韓国と北朝鮮の統一と聞くと「巨大反日国家」の誕生をイメージしてしまうかもしれない。しかし、コリア・レポート編集長の辺真一氏は、むしろ日本にとってはコロナ騒動に乗じて増長する中国と対峙する上で大きなメリットがあるという。そのヒントは、5名の拉致被害者が帰国するきっかけとなった2002年の日朝首脳会談にあるようだ。

金正日総書記との「日朝平壌宣言」の重み

 韓国の文在寅大統領が目指す韓国と北朝鮮の統一が実現した場合、多くの日本人の頭には、「南北統一は日本の脅威なのではないか」と考えがちです。
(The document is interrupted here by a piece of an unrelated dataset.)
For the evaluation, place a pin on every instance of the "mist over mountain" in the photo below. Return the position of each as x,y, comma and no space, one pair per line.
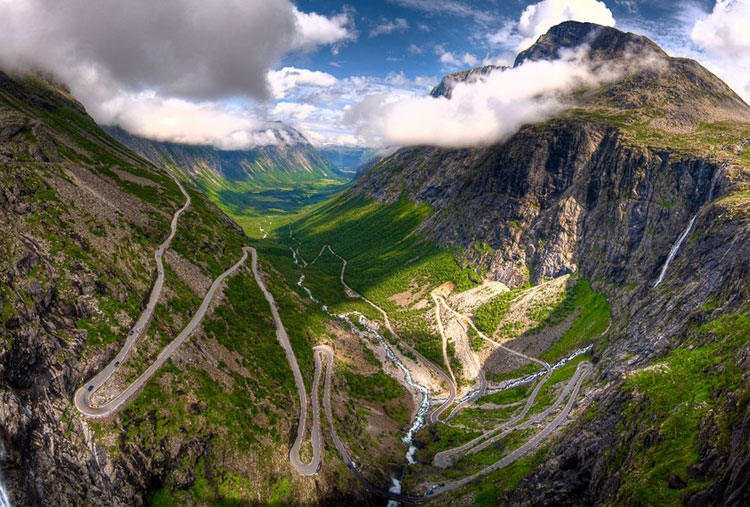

 日本をいつも批判してきた2つの国が合体し、しかも地政学的にもお隣りにあるわけですから、不安になる気持ちもわからないではありません。

 結論から言ってしまうと誤解です。

 むしろ統一してもらったほうがいい。

 なぜなのか。その理由の前に、まずは日本と北朝鮮との関係性について考えてみてみましょう。

 振り返れば、日本の総理大臣が歴史上、初めて北朝鮮のトップと会ったのは、2002年9月17日。当時の小泉純一郎総理がアメリカに先駆けて電撃訪朝し、金正日総書記と会談しました。

 そのとき、小泉総理が何を言ったか。「わたしは北朝鮮のような近い国との間で、懸念を払しょくし、互いに脅威を与えない協調的な関係を構築することが日本の国益に資 するものであり、政府の責務として考えている」と言ったのです。

 このあと調印された「日朝平壌宣言」は、総理のこの発言がベースになっています。 これは、非常に重要なことを言っています。

 つまり、日本が北朝鮮と協調的な関係を構築することは、日本の国益にもなるんですよと。簡単にいえば、仲良くなれば日本も得するということなんです。